Каждый играет самого себя
ДШ: Мы начали говорить об американском джазе. Джаз — это американское достояние?
ЯВ: Джаз, конечно, возник в Америке, и конечно, там он достиг самого высокого уровня. Но если так рассуждать, то электричество тоже нужно считать американским, потому что его придумал американец Эдисон. Джаз стал достоянием мира, а не американцев, европейцев или французов. Раньше, помню, если музыкант не умел играть джаз, как нужно, то говорил, что он играет евроджаз. Но по сути, это был не какой-то другой жанр музыки, а чаще — обычная криворукость. У американцев была такая же проблема. Изначально джаз играли только на восточном побережье. На западном его играть не умели, и то, что получалось, окрестили вест-костом. Позже, когда научились, перестали называть это вест-костом, вот и все.
ДШ: А как насчет польского джаза, который занял важное место в европейской джазовой семье?
ЯВ: Я вообще не верю, что что-то подобное существует. Есть серия пластинок под названием «Polish jazz», которые выпускались в Польше, и только. Такого отдельного течения нет.
ДШ: Но такое мнение существует.
ЯВ: Я с ним не согласен. Существует джаз, в основе которого лежит польский фольклор, в частности, музыка Збышека Намысловского. Он, наверняка, с вами согласится. Но он играет джаз точно так же, как играют американцы, только с примесью польских народных мотивов.
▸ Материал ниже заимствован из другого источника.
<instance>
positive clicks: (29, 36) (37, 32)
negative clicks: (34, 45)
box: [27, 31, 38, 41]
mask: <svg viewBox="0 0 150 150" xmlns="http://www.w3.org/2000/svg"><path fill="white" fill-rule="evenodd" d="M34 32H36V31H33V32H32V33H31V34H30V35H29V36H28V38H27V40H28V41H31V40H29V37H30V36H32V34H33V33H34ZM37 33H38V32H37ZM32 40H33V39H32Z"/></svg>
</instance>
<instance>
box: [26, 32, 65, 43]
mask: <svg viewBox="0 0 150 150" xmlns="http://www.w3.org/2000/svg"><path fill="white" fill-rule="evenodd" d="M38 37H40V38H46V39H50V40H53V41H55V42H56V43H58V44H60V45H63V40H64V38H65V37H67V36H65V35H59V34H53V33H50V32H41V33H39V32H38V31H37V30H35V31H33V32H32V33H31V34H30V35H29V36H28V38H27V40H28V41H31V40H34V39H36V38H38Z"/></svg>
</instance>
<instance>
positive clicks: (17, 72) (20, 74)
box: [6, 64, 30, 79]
В этом вся разница. О таком явлении, как polish jazz, начали говорить, возможно, потому что на рубеже 60–70-х годов джаз в Польше, по сравнению со всей Европой, действительно достиг высокого уровня.
ДШ: Я спрашиваю потому, что польский джаз — это известный бренд. О французском или немецком джазе такого сказать нельзя.
ЯВ: Можно. Так говорят. Особенно французы, которые пытаются превознести свою музыку любой ценой. По моему мнению, джаз — собственность каждого отдельного музыканта. Существует не polish jazz, а джаз, который играет Намысловский, джаз, который играет Станько, то есть «станько-джаз» и «намысловский-джаз». Каждый в какой-то степени играет самого себя. Если музыкант вырос в Польше, то в его голове запечатлелись типичные польские мотивы, и это так или иначе проявится. Я не выношу определения «джазовая школа», потому что оно предполагает, что какая-то группа музыкантов пытается играть подобным образом. По мне, так это противоречит сущности джаза.
ДШ: Збигнев Намысловский и Томаш Станько — первоклассные джазмены. Что делает их таковыми?
ЯВ: Чтобы быть джазменом высшего класса, нужно найти свой особый стиль. Все его искали. Есть музыканты, у которых этой индивидуальности нет. Они играют хороший джаз, правильный, но не свой, их музыка никогда не будет признанной. Больше всего меня раздражают персонажи, которые считают себя гениями, способными перевернуть мир. Чаще всего о них забывают спустя несколько лет. А по-настоящему великих джазменов можно посчитать на пальцах одной руки.
ДШ: Кто это?
ЯВ: Армстронг, Паркер, Дэвис, Колтрейн, может, Эллингтон. В свое время каждый из них изменил музыкальный мир. Других таких не было.
ДШ: То есть после 1960-х уже никто революционных изменений не совершил?
ЯВ: Время покажет. Все считали Паркера идиотом, когда он начинал играть. Позже оказалось, что он гений. Раньше люди убегали с концертов Колтрейна, а сегодня его музыка — признанная классика. Я перечислил имена, которые кардинально все изменили, но есть много музыкантов, которые привносят в джаз новые элементы, только незначительные. Сегодня нет лидера, за которым бы следили так, как в свое время за Дэвисом: что он будет делать на следующем концерте? Но рано или поздно кто-то появится.
ДШ: Как вы думаете, в каком направлении развивается джаз?
ЯВ: Если бы я знал это, то бы был Майлзом Дэвисом.